Délicate et difficile mission qui a été confiée à Karine Vanasse hier soir. D'abord, le meilleur film de 2008, Ce qu'il faut pour vivre de Benoît Pilon, n'a pratiquement pas été vu en salle malgré une pluie de critiques élogieuses. Et son acteur principal, Natar Ungalaaq, lauréat d'un prestigieux Jutra? Mettons qu'il ne possède pas le pouvoir d'attraction BBM d'un Roy Dupuis ou d'un Rémy Girard.

Ensuite, deux mots: Star Académie, qui pétaradait sur les ondes de TVA, avec la sensation de l'heure, Lady GaGa, l'ex-Supertramp Roger Hodgson ainsi que la grande Ginette Reno. Pour les curieux, oui, c'est bien Maxime Landry, le Beauceron aux joues rosies, qui a triomphé.

Beaucoup d'obstacles sur le parcours de Karine Vanasse, donc. Dans son nouveau rôle d'animatrice, l'élégante comédienne, magnifique dans Emporte-moi, n'a pas commis de gaffe ni d'impair. Gentille, aimable et polie, elle a abondamment souri, ce qui a donné un gala soirée lisse, propre, sans aspérité et quasi didactique, qui ne marquera pas l'histoire des Jutra. Ni passionnante ni assommante, la fête, qui a duré 2 h 45, a manqué de pétillant, d'envolées spectaculaires et d'une bonne dose de «oumph», finalement. Même le public entassé dans le studio 42 de Radio-Canada semblait «borderline», c'est-à-dire pas trop certain d'apprécier le spectacle.

Karine Vanasse a attaqué cette 11e soirée des Jutra avec un numéro d'ouverture expérimental très impressionniste, qui aurait gagné à être plus mordant ou plus incisif. Un style qui tranchait nettement avec celui plus comique, plus ironique d'un des meilleurs animateurs de galas au Québec, Normand Brathwaite.

Question, ici: pourquoi la maîtresse de cérémonie n'a-t-elle pas plus parlé des films en lice au lieu de réciter un texte poétique sur la création cinématographique? Et probablement qu'en revoyant les images du gala, l'animatrice sursautera: la première robe qu'elle a enfilée était quasiment transparente. Oups. La belle Karine a rapidement changé de tenue.

Difficile de trouver le fil conducteur de la fête d'hier, qui s'est éparpillée et perdue dans beaucoup de directions. Pourquoi Geneviève Bujold a-t-elle récité, avec une intensité démesurée, un extrait du livre Kamouraska d'Anne Hébert? Fêtait-on un anniversaire en particulier? Ce segment détonnait et aurait mieux cadré dans le (feu) gala des Masques. Puis, avec les montées successives sur scène de Marie-Chantal Perron et de Luc Picard, le mystère a enfin été résolu: il s'agissait d'un coup de chapeau collectif aux auteurs dont les bouquins ont été portés au grand écran. Ah bon.
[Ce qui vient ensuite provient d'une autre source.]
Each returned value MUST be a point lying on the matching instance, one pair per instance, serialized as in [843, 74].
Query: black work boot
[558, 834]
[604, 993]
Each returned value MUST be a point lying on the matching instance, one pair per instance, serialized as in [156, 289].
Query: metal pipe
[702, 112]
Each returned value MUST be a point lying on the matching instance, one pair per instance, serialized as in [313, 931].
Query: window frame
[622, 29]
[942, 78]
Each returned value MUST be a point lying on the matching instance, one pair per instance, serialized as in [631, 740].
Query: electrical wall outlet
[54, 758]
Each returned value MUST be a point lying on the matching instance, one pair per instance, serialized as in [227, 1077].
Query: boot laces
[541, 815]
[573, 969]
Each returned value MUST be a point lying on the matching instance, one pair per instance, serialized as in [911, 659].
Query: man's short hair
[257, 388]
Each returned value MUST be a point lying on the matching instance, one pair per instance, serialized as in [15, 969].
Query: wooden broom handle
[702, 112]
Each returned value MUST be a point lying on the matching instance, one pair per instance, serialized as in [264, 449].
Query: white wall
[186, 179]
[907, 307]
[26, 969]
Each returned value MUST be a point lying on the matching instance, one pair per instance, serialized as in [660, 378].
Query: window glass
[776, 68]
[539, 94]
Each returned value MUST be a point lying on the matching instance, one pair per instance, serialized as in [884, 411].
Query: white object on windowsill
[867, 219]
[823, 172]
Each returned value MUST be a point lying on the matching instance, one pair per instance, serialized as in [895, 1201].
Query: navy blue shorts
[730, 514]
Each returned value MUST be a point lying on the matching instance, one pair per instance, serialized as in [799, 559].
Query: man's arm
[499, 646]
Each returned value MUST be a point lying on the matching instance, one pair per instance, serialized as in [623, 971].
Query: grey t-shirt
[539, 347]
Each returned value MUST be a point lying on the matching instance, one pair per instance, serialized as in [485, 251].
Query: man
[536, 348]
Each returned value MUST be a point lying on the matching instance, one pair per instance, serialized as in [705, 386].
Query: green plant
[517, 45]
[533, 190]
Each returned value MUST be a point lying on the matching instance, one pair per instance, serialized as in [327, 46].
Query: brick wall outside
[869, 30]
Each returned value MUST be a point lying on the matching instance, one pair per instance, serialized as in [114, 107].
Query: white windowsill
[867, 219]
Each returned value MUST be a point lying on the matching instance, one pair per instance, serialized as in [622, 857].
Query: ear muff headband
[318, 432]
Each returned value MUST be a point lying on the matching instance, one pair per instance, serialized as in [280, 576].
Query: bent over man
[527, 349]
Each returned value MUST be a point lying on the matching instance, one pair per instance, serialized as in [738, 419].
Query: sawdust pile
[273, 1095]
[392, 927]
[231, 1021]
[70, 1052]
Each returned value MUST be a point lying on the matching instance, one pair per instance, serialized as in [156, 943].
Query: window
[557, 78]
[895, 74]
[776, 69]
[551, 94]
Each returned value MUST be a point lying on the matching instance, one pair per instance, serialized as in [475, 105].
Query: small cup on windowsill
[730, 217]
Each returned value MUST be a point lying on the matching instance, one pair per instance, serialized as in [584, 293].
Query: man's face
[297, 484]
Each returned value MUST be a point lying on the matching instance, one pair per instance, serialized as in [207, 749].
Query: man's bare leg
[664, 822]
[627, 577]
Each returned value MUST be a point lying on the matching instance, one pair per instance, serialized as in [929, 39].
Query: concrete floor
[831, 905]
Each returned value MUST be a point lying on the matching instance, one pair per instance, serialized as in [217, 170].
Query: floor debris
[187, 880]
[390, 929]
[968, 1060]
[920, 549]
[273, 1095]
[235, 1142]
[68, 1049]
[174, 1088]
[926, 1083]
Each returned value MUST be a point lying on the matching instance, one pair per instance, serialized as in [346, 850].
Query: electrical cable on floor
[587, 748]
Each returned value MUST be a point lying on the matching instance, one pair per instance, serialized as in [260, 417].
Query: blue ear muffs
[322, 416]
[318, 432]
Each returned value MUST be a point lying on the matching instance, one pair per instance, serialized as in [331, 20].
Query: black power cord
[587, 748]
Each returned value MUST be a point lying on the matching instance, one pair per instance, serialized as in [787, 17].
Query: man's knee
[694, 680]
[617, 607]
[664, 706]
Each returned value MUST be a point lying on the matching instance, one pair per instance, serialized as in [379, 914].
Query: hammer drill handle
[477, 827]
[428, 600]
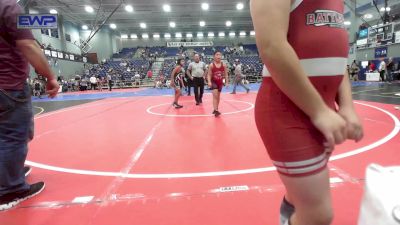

Drôle d'idée que de fragmenter l'hommage au cinéaste Fernand Dansereau en trois parties. Après l'envolée de Marcel Sabourin, paf, une pause commerciale. Quoi? Le réalisateur de La brunante ne parlera pas? Marina Orsini a poursuivi cet hommage tripartite, suivie de Suzanne Clément. Après autant d'éloges, Fernand Dansereau croyait - comme nous - que c'était enfin le moment de grimper les marches. Erreur. Marie Tifo, Pierre Curzi, Gérard Poirier et Hélène Loiselle ont alors dû expédier leurs discours en une courte phrase, interrompus par une musique grandiloquente. Un peu trop confus comme moment.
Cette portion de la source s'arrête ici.